In the third year of her apprenticeship, Cora cons her way into the bed of a minor prince, one so far removed by blood and temperament from any throne that he will never rule. Which is just as well for his people, Rumple thinks; the prince is a milquetoast, and from what Cora reports—for she doesn't mind sharing the details of her affair; she feels nothing for her master and assumes he feels nothing for her—his talents in bed are equally lacking.
But the affair provides an opportunity Cora has longed for: through this prince she can introduce Regina to court. Cora's lowly status (she passes herself off the widow of a duke of a distant realm) should exclude her as a candidate for wife, but she secures her position with a classic con: she (mis)informs the prince that she's pregnant with his child. A quick and quiet wedding is arranged.
She announces this to Rumple as though she expects him to be happy for her. Truthfully, he doesn't care; he's grown tired of her services anyway, and it's time to seek a new apprentice, someone who can cast his curse. But then she walks out with Regina.

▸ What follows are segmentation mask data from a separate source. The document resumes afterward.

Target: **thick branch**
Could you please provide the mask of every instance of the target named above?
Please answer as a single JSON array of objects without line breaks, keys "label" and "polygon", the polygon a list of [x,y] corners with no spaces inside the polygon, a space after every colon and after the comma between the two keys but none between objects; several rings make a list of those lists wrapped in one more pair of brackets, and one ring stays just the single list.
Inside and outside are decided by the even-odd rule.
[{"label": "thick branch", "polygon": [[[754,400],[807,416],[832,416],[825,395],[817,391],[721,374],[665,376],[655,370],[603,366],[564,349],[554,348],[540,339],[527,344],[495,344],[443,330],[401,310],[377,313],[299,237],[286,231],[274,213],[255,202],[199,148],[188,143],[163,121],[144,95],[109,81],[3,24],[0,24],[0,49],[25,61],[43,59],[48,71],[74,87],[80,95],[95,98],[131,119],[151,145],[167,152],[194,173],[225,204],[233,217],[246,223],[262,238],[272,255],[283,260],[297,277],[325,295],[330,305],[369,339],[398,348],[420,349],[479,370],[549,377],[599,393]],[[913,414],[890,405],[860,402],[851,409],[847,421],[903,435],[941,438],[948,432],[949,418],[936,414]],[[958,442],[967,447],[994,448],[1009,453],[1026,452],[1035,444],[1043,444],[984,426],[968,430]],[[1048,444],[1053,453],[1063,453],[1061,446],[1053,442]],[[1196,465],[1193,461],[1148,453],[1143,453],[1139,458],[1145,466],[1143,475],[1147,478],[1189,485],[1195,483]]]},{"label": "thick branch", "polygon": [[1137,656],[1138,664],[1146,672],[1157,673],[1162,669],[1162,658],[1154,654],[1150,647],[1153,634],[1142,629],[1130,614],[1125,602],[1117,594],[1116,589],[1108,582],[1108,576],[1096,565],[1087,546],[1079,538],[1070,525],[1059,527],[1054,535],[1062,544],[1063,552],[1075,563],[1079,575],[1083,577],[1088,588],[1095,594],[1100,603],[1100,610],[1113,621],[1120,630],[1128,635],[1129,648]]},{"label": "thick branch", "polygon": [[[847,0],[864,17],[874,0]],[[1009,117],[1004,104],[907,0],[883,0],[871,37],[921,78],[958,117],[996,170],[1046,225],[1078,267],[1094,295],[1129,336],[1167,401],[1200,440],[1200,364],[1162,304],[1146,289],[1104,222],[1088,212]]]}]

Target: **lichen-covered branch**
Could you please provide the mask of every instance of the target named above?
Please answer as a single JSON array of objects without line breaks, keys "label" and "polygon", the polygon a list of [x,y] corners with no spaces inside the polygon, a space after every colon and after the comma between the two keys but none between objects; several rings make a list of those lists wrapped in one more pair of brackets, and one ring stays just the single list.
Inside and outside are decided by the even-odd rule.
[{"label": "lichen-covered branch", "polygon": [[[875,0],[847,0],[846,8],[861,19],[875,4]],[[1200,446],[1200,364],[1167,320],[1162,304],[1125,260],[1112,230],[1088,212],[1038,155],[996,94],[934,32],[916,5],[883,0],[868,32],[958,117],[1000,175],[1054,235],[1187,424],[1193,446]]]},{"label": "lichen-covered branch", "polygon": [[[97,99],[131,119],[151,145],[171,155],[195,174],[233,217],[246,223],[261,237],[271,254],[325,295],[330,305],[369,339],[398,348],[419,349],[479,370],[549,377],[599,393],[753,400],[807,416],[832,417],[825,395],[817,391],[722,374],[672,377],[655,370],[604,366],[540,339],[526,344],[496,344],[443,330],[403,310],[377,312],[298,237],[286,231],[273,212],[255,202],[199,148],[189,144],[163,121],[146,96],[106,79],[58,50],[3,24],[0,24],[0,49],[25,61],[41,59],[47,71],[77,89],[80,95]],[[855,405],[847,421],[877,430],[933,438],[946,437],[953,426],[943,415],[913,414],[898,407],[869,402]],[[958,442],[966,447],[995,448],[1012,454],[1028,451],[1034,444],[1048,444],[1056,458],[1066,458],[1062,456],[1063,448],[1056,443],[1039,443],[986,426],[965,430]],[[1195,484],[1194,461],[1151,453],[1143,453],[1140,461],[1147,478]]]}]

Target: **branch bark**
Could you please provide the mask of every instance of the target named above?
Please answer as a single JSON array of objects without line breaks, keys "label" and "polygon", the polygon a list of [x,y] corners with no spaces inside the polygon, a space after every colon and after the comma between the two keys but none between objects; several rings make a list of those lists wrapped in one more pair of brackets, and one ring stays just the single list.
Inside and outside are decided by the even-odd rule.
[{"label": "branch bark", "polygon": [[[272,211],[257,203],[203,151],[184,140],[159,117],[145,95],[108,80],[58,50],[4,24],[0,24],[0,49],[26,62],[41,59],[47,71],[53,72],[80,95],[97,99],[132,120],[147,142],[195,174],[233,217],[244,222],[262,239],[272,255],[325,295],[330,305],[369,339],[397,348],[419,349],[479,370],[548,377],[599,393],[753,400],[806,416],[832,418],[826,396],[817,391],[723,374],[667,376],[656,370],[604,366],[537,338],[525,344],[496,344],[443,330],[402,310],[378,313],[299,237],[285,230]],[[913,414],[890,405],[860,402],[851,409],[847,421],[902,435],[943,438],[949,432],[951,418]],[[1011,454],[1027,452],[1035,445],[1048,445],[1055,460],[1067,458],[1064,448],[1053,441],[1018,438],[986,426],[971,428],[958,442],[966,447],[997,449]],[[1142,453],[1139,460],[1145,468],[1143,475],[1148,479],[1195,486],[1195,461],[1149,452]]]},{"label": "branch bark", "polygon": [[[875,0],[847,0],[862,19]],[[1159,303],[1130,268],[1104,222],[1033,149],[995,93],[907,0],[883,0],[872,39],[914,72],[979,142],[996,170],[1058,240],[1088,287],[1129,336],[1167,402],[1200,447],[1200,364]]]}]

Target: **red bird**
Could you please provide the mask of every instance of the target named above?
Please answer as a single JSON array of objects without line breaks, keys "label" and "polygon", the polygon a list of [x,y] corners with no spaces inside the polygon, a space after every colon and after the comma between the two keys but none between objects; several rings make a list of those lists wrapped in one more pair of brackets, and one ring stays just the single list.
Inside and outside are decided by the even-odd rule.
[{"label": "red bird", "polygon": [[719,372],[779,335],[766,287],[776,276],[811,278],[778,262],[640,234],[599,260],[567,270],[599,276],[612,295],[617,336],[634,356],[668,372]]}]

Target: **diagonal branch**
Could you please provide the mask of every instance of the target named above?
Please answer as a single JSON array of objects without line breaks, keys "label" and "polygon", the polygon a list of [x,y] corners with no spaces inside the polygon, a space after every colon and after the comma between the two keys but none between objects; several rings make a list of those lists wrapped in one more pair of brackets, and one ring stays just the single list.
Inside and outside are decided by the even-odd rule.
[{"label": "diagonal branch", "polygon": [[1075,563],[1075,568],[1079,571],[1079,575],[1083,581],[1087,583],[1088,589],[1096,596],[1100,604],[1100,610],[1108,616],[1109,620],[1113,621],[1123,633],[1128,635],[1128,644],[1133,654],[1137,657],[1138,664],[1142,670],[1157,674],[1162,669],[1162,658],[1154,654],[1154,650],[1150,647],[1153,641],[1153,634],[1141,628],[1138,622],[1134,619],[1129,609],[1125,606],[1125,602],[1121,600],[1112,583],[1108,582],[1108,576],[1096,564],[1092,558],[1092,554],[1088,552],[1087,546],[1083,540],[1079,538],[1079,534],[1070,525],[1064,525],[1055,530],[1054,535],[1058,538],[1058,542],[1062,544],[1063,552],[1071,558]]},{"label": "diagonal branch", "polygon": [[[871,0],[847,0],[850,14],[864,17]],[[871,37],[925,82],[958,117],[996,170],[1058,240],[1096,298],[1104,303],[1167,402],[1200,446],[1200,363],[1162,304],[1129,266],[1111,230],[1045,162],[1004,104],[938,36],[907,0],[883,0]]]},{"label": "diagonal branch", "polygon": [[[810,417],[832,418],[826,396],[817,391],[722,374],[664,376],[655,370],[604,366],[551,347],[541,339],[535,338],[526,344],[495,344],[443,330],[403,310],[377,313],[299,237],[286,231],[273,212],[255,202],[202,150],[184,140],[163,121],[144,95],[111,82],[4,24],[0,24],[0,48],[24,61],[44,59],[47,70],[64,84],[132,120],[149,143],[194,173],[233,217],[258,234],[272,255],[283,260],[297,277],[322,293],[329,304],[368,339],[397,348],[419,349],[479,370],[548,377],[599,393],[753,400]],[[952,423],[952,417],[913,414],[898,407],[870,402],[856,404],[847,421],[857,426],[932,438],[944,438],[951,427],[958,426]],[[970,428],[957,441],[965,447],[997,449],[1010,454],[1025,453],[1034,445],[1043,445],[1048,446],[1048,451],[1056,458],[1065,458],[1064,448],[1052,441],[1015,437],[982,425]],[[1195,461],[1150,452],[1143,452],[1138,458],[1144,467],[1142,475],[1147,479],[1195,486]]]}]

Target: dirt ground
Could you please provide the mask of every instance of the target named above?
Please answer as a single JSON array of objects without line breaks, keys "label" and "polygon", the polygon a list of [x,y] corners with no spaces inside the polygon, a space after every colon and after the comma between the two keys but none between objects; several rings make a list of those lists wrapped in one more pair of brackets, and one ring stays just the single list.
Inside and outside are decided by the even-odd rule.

His magic tosses her into his dungeon. "We had a deal!" he shouts at her. "Regina is mine!"
"The prince can give her the one thing you can't: a pedigree. For her sake, let her go," Cora reasons. It's a logical argument, delivered bloodlessly, but neither he nor the laws of magic will allow it to stand.
"The debt must be paid!"
Cora places her hands on her hips. "What then? What will you take for Regina?"
The ungrateful child is crying and clutching at her mother's skirts, and he realizes he's already lost. But Cora will pay dearly, and for the rest of her life. Before she can blink Rumplestiltskin thrusts his hand into her breast and yanks out her heart. As he watches her lift Regina into the prince's carriage, he gives the heart a squeeze. Anyone else would scream in pain: Cora just climbs into the carriage and rides away.
He locks the heart into a jewelry box and keeps it as a souvenir.